In January, Cognos will release all of its different capabilities under one banner, according to Karen Williams, director of product marketing at Cognos, in Ottawa.

"We don't want to make customers take things that they don't really need, so we're taking a plug and play, modular approach. This delivers a framework that all of the pieces plug into," Williams said.

When the products are released in January, each box will contain the framework. Customers that buy PowerPlay for instance, can install that, and if they decide to add other Cognos products to their infrastructure later, they can plug them into the framework and the integration work is already done.

Bob Moran, an analyst at Aberdeen Group, in Boston, said that most of the players in the BI space are headed in this direction of tighter integration between applications.

"It's not only requisite to have a suite of tools and applications built on top of it, they have to work together. They have to underpin each other.
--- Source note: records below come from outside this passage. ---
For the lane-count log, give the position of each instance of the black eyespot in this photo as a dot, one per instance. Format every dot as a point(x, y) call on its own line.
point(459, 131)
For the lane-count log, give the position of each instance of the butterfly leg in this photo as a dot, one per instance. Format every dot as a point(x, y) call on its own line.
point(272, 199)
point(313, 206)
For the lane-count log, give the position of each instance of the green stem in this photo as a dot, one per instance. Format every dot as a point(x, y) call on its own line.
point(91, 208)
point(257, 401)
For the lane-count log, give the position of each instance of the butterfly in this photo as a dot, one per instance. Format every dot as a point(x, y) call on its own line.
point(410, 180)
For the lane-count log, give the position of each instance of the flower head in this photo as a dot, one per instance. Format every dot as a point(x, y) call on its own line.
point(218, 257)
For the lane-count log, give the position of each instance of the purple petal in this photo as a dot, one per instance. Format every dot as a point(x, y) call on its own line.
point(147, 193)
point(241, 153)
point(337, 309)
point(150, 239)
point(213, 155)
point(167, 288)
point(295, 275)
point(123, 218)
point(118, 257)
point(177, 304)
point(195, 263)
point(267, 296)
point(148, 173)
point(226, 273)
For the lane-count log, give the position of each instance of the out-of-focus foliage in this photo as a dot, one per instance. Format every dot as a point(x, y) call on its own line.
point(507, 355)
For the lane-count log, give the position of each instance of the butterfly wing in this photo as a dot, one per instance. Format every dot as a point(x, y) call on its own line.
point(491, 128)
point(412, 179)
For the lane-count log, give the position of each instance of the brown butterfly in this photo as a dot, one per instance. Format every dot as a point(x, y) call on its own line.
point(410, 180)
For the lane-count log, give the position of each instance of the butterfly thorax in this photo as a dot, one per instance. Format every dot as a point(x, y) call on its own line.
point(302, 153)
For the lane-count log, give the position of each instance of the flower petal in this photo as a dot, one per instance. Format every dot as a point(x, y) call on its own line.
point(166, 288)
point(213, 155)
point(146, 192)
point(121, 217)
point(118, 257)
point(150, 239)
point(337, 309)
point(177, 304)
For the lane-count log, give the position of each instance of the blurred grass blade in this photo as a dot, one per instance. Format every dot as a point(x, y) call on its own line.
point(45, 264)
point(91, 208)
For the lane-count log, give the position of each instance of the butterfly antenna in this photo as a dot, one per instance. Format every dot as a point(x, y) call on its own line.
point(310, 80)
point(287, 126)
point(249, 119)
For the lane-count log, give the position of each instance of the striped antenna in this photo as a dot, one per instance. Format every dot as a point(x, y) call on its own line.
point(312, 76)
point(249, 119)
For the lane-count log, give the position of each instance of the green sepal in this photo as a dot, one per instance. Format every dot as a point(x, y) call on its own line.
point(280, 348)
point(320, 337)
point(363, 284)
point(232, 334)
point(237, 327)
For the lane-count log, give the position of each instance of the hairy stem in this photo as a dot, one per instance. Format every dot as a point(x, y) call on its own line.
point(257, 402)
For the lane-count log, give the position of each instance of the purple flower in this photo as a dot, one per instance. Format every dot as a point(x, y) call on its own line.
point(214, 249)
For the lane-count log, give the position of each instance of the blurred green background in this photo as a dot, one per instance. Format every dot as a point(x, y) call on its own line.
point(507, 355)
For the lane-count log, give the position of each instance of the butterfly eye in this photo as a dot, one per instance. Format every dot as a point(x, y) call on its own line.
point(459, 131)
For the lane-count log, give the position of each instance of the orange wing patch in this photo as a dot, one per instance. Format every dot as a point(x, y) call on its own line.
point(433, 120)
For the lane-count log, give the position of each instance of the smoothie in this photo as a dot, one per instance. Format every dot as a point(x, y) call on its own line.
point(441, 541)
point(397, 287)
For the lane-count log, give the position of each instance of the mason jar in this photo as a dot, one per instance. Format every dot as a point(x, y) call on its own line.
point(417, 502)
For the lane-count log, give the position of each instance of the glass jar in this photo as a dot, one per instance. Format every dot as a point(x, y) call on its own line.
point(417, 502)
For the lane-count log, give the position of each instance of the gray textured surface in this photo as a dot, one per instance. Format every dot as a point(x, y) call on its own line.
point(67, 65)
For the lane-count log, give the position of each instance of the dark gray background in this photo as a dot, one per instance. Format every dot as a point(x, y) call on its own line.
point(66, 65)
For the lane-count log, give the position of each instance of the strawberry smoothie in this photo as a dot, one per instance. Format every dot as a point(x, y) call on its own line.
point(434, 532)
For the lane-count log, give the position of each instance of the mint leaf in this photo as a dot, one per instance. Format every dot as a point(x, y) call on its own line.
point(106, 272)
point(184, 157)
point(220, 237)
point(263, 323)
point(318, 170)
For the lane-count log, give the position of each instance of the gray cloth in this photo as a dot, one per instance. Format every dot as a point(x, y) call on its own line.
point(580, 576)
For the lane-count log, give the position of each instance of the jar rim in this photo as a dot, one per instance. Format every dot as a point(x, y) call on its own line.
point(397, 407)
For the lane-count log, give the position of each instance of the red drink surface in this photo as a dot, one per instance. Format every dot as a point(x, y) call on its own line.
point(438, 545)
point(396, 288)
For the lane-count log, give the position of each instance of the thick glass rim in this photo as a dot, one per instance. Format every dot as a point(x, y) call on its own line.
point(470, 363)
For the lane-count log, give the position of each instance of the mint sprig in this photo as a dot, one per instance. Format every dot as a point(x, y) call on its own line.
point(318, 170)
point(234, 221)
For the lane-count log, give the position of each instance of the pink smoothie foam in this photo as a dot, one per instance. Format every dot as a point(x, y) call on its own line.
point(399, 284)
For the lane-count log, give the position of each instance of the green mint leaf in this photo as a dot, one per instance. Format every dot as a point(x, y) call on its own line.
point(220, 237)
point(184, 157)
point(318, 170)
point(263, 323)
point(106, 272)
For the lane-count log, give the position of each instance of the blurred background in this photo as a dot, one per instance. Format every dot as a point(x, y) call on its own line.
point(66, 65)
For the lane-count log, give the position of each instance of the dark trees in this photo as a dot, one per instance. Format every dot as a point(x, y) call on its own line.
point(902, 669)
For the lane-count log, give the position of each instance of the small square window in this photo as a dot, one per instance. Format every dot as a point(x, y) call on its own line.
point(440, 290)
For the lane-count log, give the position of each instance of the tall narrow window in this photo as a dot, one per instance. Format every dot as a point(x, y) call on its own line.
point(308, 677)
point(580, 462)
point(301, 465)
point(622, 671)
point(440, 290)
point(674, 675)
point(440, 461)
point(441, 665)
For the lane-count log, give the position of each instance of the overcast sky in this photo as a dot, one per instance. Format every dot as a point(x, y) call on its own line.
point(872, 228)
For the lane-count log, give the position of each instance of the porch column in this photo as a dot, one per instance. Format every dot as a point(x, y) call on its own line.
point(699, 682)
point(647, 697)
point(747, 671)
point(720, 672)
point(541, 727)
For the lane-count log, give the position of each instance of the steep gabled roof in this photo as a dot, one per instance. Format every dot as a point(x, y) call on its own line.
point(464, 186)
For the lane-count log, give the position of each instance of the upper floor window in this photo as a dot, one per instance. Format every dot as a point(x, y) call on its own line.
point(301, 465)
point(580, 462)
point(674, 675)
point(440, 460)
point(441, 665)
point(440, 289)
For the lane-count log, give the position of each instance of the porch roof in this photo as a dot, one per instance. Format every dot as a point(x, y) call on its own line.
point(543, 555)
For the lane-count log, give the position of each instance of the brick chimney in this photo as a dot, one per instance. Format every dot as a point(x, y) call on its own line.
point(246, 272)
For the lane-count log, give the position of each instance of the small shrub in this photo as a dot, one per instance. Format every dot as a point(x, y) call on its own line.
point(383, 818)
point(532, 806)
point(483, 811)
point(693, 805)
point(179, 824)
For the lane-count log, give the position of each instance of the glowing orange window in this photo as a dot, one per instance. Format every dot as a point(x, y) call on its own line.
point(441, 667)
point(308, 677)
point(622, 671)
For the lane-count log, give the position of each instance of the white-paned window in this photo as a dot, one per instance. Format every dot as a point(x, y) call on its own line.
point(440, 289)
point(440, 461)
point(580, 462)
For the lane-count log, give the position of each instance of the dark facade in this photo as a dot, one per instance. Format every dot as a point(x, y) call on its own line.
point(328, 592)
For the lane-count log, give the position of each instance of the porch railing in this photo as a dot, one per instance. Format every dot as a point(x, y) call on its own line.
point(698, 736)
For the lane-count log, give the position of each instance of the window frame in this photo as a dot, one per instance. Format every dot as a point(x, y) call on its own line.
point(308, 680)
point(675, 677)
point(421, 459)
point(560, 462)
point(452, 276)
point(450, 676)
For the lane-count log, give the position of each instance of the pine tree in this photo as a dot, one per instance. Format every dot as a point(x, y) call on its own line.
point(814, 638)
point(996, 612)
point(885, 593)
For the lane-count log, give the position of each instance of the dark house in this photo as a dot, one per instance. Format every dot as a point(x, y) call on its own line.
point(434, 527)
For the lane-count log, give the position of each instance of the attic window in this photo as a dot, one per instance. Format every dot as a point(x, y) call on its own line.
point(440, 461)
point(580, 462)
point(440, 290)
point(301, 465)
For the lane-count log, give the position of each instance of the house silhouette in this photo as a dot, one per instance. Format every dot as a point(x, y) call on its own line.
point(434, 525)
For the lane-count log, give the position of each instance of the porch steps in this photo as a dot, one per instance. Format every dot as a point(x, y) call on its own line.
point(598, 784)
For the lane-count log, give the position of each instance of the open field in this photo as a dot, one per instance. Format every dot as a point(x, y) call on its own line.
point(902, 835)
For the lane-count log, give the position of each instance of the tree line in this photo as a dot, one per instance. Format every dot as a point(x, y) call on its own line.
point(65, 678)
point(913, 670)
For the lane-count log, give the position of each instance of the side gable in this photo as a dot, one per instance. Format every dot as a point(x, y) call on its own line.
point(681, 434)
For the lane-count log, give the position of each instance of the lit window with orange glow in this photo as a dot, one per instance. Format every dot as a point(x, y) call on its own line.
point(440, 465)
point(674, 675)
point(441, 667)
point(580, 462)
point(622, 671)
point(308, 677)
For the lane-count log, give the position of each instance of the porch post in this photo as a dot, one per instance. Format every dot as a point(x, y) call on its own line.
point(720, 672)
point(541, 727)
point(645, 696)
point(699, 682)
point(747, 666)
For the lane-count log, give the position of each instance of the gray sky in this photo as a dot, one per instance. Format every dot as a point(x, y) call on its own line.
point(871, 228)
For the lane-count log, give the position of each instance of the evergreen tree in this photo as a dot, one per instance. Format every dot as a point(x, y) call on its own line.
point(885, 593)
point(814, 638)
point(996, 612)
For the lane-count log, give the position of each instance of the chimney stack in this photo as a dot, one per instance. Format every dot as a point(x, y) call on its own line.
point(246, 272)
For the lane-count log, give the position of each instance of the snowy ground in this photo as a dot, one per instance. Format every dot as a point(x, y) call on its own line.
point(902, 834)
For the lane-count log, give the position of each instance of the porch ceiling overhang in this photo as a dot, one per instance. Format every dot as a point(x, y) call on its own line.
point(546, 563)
It's incumbent upon the BI institutions to bear that burden," Moran said.

The Series 7 framework also enhances security through the use of LDAP and SSL (Secure Sockets Layer), provides a single place to store metadata, and enables management via a single console and a view into the BI data from a portal environment.

"This gives the end-user the ability to work with information, not work with software," Williams said.

Cognos was not the only BI company making noise recently. Earlier this week, Ascential Software and Hyperion each had announcements of their own.

Ascential, based in Westboro, Mass., updated its DataStage XE and XE/390 products and released three new products: the XE Portal Edition 1.0, DataStage Pack 1.0 for PeopleSoft, and DataStage Pack 1.0 for Siebel. The common theme among the products is integration, both among the DataStage family and between other applications, including CRM, ERP, legacy data, and homegrown systems.

On its end, Hyperion, in Sunnyvale, Calif., issued new versions of its planning and business modeling packages. The company said that customers can use these products to more closely align operational behavior with planning and forecasting, the end result of which is better decision making.

Aberdeen's Moran said that information about changes that can have long-term effects is becoming one of the most important types of intelligence for companies to monitor.

"You have to manage on the delta, meaning you need to manage that which changes and only that which changes. You cannot keep revisiting things that stay the same," Moran added.